The product is more properly “ghee” (purified butter.) THC is soluble in fat, and insoluble in water.

I always had lots of it to spare - and never once did I make brownies. I guess the closest I ever came to that was a chocolate génoise. More common baking was pound cake, or cookies.

More common than that was just stirring some into a regular recipe near the end of the cooking process - stir fry, curry, whatever. (High heat is actually destructive to THC, so this afforded more bhang for the buck.)

I also used to like to make hot cocoa, just starting with ghee, then adding powder ingredients, slowly stirring in cream, and a tiny little bit of chili. Yum.

Thanks to all. I think I knew that you couldn’t just eat it, but had no idea why.

My sheltered life will most likely continue for the forseeable future, but if and when legalization occurs, you can put me down for a box of those special granola cookies. :cool:

Hashish Fudge, actually:
The Alice B. Toklas Cookbook

Cecil’s take: Alice B. Toklas brownies: the recipe!

Like Hirka and a few others already said, it’s because the THC can be extracted using butter.

Definitely not just brownies being made, although it is common. Chocolate truffles are too. Not like I would know anything about that. OK, maybe I bit one once in band camp or something, but I ummm, didn’t swallow!

And milk can be made to wash them down. Mmmmm.

The Girl Guides will be selling them door to door…

I once heard a story about pot peanut butter cups, which just sounds brilliant to me. You could put rat poison in peanut butter cups and they will still be delicious.

We’ve got a cousin who once put it in the stuffing for the Thanksgiving turkey. Several of our elderly aunts and our Great-Grandmother ate the leftovers, claimed it was the best stuffing they’d ever had, and asked her for the recipe. She told them the one on the back of the Pepperidge Farm bag (circa 1977-ish), and claimed she added Parsley and doubled the butter. They all tried it, said it wasn’t as good as Cousin’s, but it was really good. Hell, the addition of butter alone would have improved that family recipe.

I didn’t partake, since I despise all forms of turkey stuffing, but I did get to watch The Midnight Special with a couple of old women that night. Grandma thought Freddy Mercury was a nice looking young man with a lovely voice, and Aunt B was afterwards known to sing “Scaramouche, scaramouche can you do the Fandango, hum, hum, hum, Bolt of lightening . . .” while hanging out the wash. :smiley:

I have a cookbook with about 40 recipes of all sorts of things made with pot- pot roast (no pun intended), spaghetti, all manner of baked goods, etc. I keep it in my kitcsh book collection, along with my holy bible and 1920’s child-rearing guides.

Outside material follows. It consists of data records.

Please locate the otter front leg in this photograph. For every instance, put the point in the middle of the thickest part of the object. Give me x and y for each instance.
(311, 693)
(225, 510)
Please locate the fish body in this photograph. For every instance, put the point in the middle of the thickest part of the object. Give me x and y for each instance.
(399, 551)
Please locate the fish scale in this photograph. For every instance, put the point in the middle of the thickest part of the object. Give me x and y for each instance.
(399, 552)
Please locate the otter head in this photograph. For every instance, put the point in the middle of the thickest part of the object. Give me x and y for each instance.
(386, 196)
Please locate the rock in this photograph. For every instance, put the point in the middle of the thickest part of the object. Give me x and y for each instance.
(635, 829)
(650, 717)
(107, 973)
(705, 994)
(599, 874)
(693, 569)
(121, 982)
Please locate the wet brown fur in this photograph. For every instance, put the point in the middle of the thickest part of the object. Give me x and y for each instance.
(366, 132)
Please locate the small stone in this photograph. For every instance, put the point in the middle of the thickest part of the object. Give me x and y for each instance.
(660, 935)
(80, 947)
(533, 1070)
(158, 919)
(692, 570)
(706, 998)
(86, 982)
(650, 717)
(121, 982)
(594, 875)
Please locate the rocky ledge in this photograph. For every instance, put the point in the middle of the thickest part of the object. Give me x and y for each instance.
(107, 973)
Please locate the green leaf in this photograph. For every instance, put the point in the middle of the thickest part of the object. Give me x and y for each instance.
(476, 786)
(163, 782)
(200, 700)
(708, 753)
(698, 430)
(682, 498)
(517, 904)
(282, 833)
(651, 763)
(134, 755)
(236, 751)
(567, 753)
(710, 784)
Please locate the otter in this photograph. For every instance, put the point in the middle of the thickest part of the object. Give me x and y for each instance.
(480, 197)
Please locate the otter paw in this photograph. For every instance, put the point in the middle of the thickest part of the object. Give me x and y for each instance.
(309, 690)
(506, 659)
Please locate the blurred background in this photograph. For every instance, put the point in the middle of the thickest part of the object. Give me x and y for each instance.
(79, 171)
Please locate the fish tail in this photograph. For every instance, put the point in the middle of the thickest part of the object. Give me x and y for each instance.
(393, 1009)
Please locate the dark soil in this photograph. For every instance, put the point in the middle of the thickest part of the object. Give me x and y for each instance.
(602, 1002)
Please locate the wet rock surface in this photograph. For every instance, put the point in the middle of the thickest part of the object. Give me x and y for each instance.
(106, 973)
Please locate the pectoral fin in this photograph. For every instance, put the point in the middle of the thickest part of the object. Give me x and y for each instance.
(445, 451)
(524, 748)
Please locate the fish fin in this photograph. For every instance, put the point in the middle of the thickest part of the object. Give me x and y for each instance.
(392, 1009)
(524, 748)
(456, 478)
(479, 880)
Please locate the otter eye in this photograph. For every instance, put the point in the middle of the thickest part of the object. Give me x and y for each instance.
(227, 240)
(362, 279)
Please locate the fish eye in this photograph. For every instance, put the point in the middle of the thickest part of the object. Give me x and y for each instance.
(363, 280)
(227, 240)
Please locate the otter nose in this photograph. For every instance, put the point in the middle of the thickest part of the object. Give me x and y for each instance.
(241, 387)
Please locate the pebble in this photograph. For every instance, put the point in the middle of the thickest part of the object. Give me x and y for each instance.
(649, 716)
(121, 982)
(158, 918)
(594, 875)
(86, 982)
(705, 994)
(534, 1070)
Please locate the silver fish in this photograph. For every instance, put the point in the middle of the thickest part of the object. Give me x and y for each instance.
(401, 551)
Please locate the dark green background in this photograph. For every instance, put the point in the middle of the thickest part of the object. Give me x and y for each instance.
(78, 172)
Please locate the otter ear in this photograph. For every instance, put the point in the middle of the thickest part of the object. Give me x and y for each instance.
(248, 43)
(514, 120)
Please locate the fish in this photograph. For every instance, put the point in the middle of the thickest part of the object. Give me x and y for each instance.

I’ve seen some recipes for many baked goods, usually a fat component in combination with a sweet component. They all featured a butter or oil infused with the “active ingredient”, very much like infusing herbs at a slow simmer in a clarified butter or olive oil. This was then used as an induction into the final food. It seems like this method was always recommended from these peculiar culinarians.